Disposable visual guide bougie of difficult glottis upper airway trachea cannula
Technical Field
The utility model relates to the technical field of medical equipment, in particular to a visual guide bougie for a disposable difficult glottis upper airway tracheal cannula.
Background
A difficult airway refers to an anesthesiologist trained in standardization, encountering a clinical state that can be expected and unexpected, including but not limited to difficult mask ventilation, difficult laryngoscope exposure, difficult supraglottic airways, difficult intubation, difficult extubation, and difficult invasive airways.
The main scheme for solving the difficult airway trachea cannula at present is a waking trachea cannula, which means that a patient receives the trachea cannula under the conditions of waking state and keeping spontaneous breathing, wherein common tools for the waking trachea cannula are a video laryngoscope, a soft mirror, various conduit cores and a bougie. Although the existing tool can effectively assist in completing the awake trachea cannula, failure rates exist, and particularly the failure rate of the first cannula is high. The study of Brian E.driver and the like shows that although the video laryngoscope combined conduit core and bougie can obviously improve the first intubation success rate of a patient with trachea intubation, the conduit core and bougie auxiliary tool is made of a plastic polymer (low density polyethylene) at present, the whole conduit core and bougie is softer, and the application of the conduit core and bougie is limited in difficult trachea intubation with certain anatomical and pathological abnormalities. Classical bougies are too flexible and their approach angle typically results in bending of the bougie tip into the glottis when using the bougie as a guide. Subsequent placement of the endotracheal tube can be difficult because the endotracheal tube tip encounters resistance at the level of the glottic junction, thereby folding the angle, and requires rotation or twisting of the endotracheal tube and increased intubation force to access the glottic opening (as shown in figure 6 a). The study also indicated that ideally, the axis of the bougie should be parallel to the tracheal main axis (as shown in figure 6B).
When the patient needs to be subjected to tracheal intubation under the guidance of the bougie, the bougie is firstly inserted into the trachea of the patient, the tracheal catheter is sleeved at the distal end of the bougie and guided into the trachea, the existing bougie is soft and also has a metal texture, the soft bougie is easy to be folded at the glottis of the patient, and when the hard bougie is used, the tracheal catheter cannot be sleeved at the incisors of the patient due to insufficient bending of the guide wire.
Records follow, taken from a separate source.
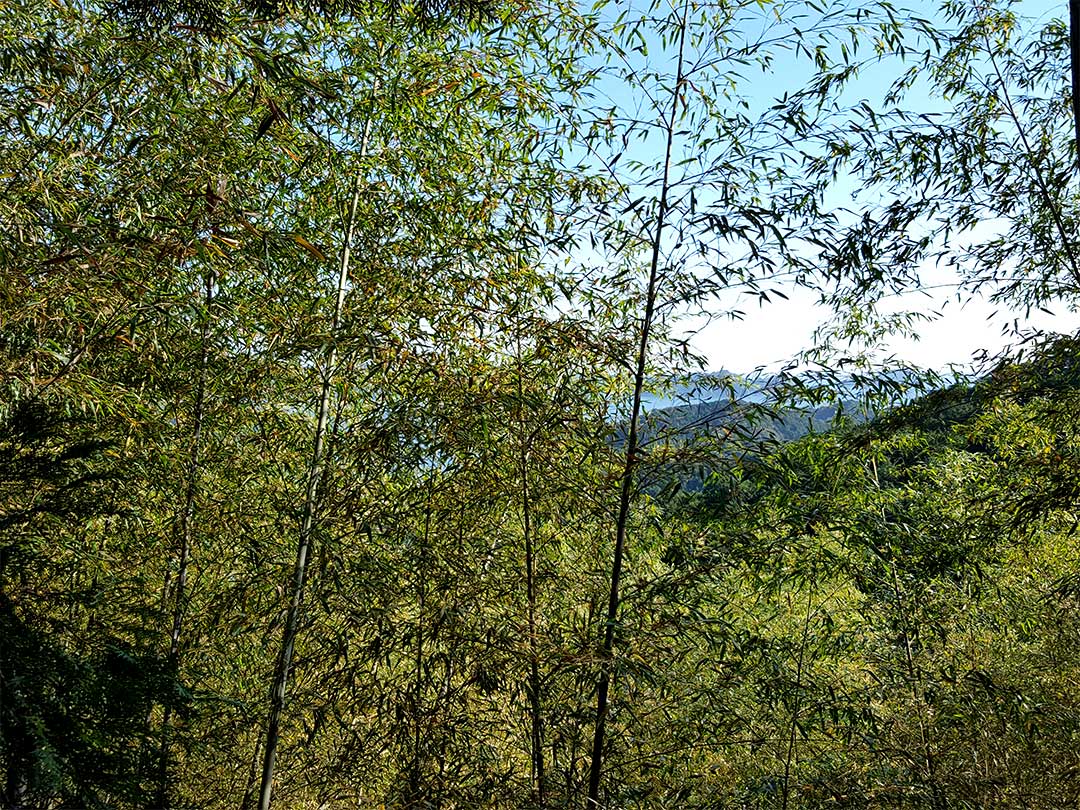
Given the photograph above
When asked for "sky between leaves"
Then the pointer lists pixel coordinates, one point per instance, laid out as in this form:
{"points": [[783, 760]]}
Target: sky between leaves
{"points": [[770, 335]]}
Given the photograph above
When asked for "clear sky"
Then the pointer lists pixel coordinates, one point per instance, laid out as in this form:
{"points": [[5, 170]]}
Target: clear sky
{"points": [[772, 334]]}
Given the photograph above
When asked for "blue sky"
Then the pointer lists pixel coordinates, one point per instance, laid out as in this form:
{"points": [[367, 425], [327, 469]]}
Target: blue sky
{"points": [[772, 334]]}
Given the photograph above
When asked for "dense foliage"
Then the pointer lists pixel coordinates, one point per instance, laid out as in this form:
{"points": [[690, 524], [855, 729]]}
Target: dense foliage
{"points": [[325, 471]]}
For the cases where the epiglottis is not lifted due to anatomical abnormalities or diseases, the glottis is covered, and the clinical practice is to insert the tracheal tube blindly under the epiglottis, the success rate of intubation is reduced if the glottis cannot be seen.
Therefore, there is a need to provide a new visual guide bougie for a disposable difficult supraglottic airway endotracheal tube that solves the above mentioned technical problems.
Disclosure of utility model
The utility model solves the technical problems of providing a disposable visual guide bougie for a trachea cannula of an upper airway of a glottis, solving the problems of insufficient length of a trachea cannula guide wire, too soft of a bronchoscope, too thick of a hard scope and poor visual field of bleeding of an airway in the existing difficult airway treatment technology, and the existing guide wire is soft as a whole, not partitioned and not moderate in hardness, and provides a solution for complex difficult airway cannulas such as incapacitation of the glottis and fracture of the trachea.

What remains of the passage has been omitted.